Amino acid substitution patterns between the nonbarophilic Pyrococcus furiosus and its barophilic relative P. abyssi confirm that hydrostatic pressure asymmetry indices reflect the extent to which amino acids are preferred by barophilic archaeal organisms. Substitution patterns in entire protein sequences, shared protein domains defined at fold superfamily level, domains in homologous sequence pairs, and domains of very ancient and very recent origin now provide further clues about the environment that led to the genetic code and diversified life. The pyrococcal proteomes are very similar and share a very early ancestor. Relative amino acid abundance analyses showed that biases in the use of amino acids are due to their shared fold superfamilies. Within these repertoires, only two of the five amino acids that are preferentially barophilic, aspartic acid and arginine, displayed this preference significantly and consistently across structure and in domains appearing in the ancestor.
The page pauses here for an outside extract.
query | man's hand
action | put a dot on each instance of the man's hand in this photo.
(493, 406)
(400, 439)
The more primordial asparagine, lysine and threonine displayed a consistent preference for nonbarophily across structure and in the ancestor. Since barophilic preferences are already evident in ancient domains that are at least ~3 billion year old, we conclude that barophily is a very ancient trait that unfolded concurrently with genetic idiosyncrasies in convergence towards a universal code.